Fe3O4-CeO2 metal oxide nanocomposite as a Fenton-like heterogeneous catalyst for degradation of catechol

Abstract

Magnetically separable Fe3O4-CeO2 metal oxide nanocomposite materials were prepared by co-precipitation method keeping the view of developing an efficient Fenton-like heterogeneous catalyst for the degradation of organic pollutants at simple reaction conditions. The prepared materials were characterized by X-ray diffraction (XRD), Fourier transform infrared (FT-IR) spectroscopy, Thermogravimetric analysis (TGA), BET analysis, Field emission scanning electron microscope (FESEM), Transmission electron microscope (TEM) and Vibrating sample magnetometer (VSM).
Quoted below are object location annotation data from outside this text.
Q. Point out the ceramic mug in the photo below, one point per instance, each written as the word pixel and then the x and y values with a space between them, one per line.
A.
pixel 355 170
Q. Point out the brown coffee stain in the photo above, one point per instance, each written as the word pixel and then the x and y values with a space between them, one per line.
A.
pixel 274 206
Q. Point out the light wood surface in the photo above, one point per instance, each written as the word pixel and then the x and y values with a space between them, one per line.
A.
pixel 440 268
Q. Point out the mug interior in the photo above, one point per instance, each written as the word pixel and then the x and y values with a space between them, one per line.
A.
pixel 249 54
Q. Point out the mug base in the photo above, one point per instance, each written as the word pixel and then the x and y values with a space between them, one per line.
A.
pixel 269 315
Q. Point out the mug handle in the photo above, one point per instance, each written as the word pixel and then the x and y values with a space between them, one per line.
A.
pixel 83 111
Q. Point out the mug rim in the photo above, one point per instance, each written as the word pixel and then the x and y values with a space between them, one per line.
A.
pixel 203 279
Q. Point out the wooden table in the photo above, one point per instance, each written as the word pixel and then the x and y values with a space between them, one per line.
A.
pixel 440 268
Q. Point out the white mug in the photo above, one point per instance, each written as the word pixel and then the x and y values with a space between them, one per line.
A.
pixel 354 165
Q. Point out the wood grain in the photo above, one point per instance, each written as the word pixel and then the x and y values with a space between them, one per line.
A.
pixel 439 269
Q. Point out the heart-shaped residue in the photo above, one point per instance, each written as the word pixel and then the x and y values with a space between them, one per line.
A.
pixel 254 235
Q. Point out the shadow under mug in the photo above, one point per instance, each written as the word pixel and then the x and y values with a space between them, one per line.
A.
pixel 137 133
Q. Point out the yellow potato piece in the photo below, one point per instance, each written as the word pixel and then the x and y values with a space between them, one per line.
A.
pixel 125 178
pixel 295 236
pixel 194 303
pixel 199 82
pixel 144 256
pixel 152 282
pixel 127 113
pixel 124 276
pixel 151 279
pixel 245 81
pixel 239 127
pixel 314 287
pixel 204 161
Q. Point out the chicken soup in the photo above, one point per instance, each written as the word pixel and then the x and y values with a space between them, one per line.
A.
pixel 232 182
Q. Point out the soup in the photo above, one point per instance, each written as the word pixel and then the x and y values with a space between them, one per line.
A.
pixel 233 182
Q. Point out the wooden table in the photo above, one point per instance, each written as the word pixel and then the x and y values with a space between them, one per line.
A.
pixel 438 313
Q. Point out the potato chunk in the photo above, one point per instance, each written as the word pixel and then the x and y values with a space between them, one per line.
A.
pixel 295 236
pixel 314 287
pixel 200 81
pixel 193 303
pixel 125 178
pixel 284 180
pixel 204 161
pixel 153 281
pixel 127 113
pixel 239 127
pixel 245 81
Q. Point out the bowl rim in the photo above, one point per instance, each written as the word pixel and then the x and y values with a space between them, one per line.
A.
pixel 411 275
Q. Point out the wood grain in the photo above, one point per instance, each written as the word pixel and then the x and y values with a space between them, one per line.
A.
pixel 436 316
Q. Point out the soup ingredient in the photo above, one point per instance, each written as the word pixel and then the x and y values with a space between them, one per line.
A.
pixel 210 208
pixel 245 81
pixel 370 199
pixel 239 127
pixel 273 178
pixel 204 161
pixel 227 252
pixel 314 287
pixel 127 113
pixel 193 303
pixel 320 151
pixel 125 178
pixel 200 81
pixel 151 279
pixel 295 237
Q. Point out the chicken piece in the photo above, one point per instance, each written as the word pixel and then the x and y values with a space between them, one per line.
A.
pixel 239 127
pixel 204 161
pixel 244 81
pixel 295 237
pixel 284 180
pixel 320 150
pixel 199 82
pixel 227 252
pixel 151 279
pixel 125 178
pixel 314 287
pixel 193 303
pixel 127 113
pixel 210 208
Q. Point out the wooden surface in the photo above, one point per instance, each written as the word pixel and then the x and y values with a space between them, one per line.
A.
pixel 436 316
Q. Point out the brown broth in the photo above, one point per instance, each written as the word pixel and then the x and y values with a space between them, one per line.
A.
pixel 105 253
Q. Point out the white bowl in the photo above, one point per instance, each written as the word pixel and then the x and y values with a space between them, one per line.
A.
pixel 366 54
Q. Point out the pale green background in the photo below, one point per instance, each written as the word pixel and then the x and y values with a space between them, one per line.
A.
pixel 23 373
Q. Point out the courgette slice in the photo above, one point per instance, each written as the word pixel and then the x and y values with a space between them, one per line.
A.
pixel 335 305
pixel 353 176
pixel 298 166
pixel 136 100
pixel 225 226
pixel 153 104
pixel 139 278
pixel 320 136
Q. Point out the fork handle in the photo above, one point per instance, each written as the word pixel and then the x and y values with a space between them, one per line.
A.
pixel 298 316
These materials were used as heterogeneous catalyst for the degradation of catechol from aqueous solutions in the presence of hydrogen peroxide (H2O2) at room temperature to evaluate the catalytic activities. The degradation of catechol was monitored by UV–Vis spectrophotometer and the formation of degraded products like 2-hydroxy-1,4-benzoquinone, acetic acid, β-ketoadepic acid, Glyoxilic acid and Glutaconic acid were identified with the help of Liquid chromatography mass spectrometry (LC–MS) studies. The catalytic activities were evaluated in terms of reaction parameters like pH, amount of catalyst and H2O2 concentration. Activity results revealed that the prepared Fe3O4-CeO2 (15wt%) catalyst shows the maximum activity for degradation of catechol as compared to the other prepared catalysts. After the degradation reaction the Fe3O4-CeO2 catalyst was recovered from the reaction mixture by using an external magnet and successively used for five consecutive cycles with excellent catalytic activity which is comparable to the fresh catalyst. The efficiency in degradation and easy separation of the catalyst exhibits that Fe3O4-CeO2 (15%) catalyst is promising for the removal of catechol from aqueous solutions from green chemistry perspectives.